A pharmaceutical manufacturer preparing to launch a new antibiotic in the inpatient hospital setting faced a significant reimbursement barrier. Under Medicare’s Inpatient Prospective Payment System (IPPS), hospital services are paid through bundled Medicare Severity Diagnosis-Related Groups (MS-DRGs). Because the antibiotic was a new product, its cost was not reflected in existing MS-DRG payments, leaving hospitals with no clear reimbursement pathway. Without a solution, hospitals would face financial disincentives to adopt the therapy, jeopardizing patient access.

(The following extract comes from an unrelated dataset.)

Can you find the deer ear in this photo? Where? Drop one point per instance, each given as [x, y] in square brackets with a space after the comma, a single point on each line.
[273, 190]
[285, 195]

The client turned to Applied Policy to identify a strategy for Medicare coverage and payment. Applied Policy recognized the New Technology Add-On Payment (NTAP) as a mechanism to provide temporary, separate reimbursement for the drug until its costs could be incorporated into the MS-DRG system. Just as importantly, we understood that successful commercialization depended not only on reimbursement being available, but also on hospitals having the knowledge and resources to bill Medicare correctly for the product.
Applied Policy prepared and submitted the NTAP application, securing approval for separate inpatient payment. We also drafted potential language for provider-facing materials, identified agency contacts to engage in outreach, and engaged with CMS on the development of a Medicare Learning Network (MLN) article specific to the product.
The outcome was twofold: hospitals were able to obtain separate Medicare reimbursement for the antibiotic through NTAP, and CMS-issued provider guidance supported hospitals in adopting its use. Together, these efforts expanded patient access to the therapy and gave providers the clarity needed to incorporate it into inpatient care.